A last useful technique for instructors is to encourage students to actively engage their own minds when performing patterns. The engagement is to simply enhance the performance of techniques through remembering the correct way of performing techniques. It is a personal belief that while performing patterns, one should constantly remind oneself of the various things to correct when doing the pattern. By engaging one’s mind, one is essentially prompting oneself while performing a pattern of ways to perform a technique correctly which hasn’t quite been completely internalised into muscle memory. Examples of such prompts can be from simple reminders to cross on the inside for a forearm low block (palmok najundae makgi) or to keep the intermediate position for the hands at rib level for a forearm rising block, to more complex reminders such as how to perform sinewave in continuous motion or how to perform the flying side piercing kick in Choong-Moo Tul. By actively engaging their brain, students will be able to continuously learn and adapt to new feedback, by refining what prompts are used when performing specific movements.

Caution however must be exercised when actively engaging the brain when performing patterns. Some students may only be able to think of one correction at a time and as such, may only be able to correct one aspect of a technique at a time. This being said, once a student has refined a technique enough through active brain engagement to the point that the correction is automatically done, the student is then able to progress to the next correction. It is also important to note that not every movement needs to be actively engaged, as some movements may have been previously refined. However, students will have to be careful to not engage too much, so as to distract themselves from allowing the pattern to naturally flow from their body through muscle memory. It has been observed in the past, when students think too much about what they are doing, they somehow manage to completely lose their thought process and create large mind blanks.
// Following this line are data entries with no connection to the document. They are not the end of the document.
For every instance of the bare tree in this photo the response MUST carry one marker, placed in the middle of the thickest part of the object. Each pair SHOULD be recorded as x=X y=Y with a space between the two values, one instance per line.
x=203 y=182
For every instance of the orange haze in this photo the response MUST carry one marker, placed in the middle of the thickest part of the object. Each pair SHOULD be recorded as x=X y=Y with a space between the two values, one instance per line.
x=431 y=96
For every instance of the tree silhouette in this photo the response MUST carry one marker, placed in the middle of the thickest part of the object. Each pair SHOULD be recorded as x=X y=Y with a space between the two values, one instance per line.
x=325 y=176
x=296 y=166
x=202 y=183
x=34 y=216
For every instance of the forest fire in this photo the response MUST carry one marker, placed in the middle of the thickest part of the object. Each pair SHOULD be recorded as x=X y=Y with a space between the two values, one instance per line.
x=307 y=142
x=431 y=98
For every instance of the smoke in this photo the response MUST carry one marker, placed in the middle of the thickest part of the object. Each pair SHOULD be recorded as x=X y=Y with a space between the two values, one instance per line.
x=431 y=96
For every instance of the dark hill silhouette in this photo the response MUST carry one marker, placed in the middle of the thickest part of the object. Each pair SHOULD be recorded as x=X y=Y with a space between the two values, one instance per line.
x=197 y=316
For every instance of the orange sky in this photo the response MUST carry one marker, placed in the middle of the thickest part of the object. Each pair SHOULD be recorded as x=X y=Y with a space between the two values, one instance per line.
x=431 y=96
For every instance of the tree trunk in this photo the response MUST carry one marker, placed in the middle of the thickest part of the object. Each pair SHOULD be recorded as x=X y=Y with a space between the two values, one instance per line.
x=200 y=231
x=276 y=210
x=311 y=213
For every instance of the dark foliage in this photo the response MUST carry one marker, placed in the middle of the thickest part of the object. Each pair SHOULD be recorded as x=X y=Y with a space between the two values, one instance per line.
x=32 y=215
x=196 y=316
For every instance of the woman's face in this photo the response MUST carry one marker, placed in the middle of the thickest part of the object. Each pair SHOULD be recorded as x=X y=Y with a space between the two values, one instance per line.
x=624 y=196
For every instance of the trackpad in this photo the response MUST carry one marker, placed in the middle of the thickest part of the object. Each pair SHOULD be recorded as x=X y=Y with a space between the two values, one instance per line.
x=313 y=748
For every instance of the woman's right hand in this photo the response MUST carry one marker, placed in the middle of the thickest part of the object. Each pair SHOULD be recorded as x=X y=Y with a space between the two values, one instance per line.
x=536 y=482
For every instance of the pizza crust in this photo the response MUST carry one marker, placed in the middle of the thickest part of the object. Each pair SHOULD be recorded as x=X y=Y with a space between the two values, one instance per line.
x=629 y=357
A final note on teaching patterns is to not expect perfection by a student within a short period of time. When learning new techniques and pattern sets, a student’s body will take time, to varying degrees from person to person, in committing to both muscle and long-term brain memory. As such, instructors should not demand perfection of a pattern before allowing students to advance and grade for their next level. Training in Taekwon-Do is a continual learning process and as such, it is not surprising for students to go back and correct a pattern that was learnt more than a year ago. As students progress in Taekwon-Do and their mind develops in understanding Taekwon-Do techniques, certain elements will just seem to ‘click’ at certain points in time. It is this process of ‘clicking’ within one’s own brain that instructors must allow time for.

While patterns are an important and integral part of Taekwon-Do, instructors and students must also remember that it is only one out of five aspects that is identified in the composition of Taekwon-Do. Some students will be skilled at performing patterns, while others may be gifted in others areas such as sparring or destructions. Conversely, all Taekwon-Do students must learn their patterns in order to advance grades. It was the goal of this essay to provide some personal thoughts on teaching patterns that some will hopefully find useful, not only instructors but students as well. Patterns should not be looked at as a boring, mundane task of learning pre-set routines of movements but be seen as a challenging, stimulating exercise for one to strive for perfection and a sense of self-achievement when done correctly.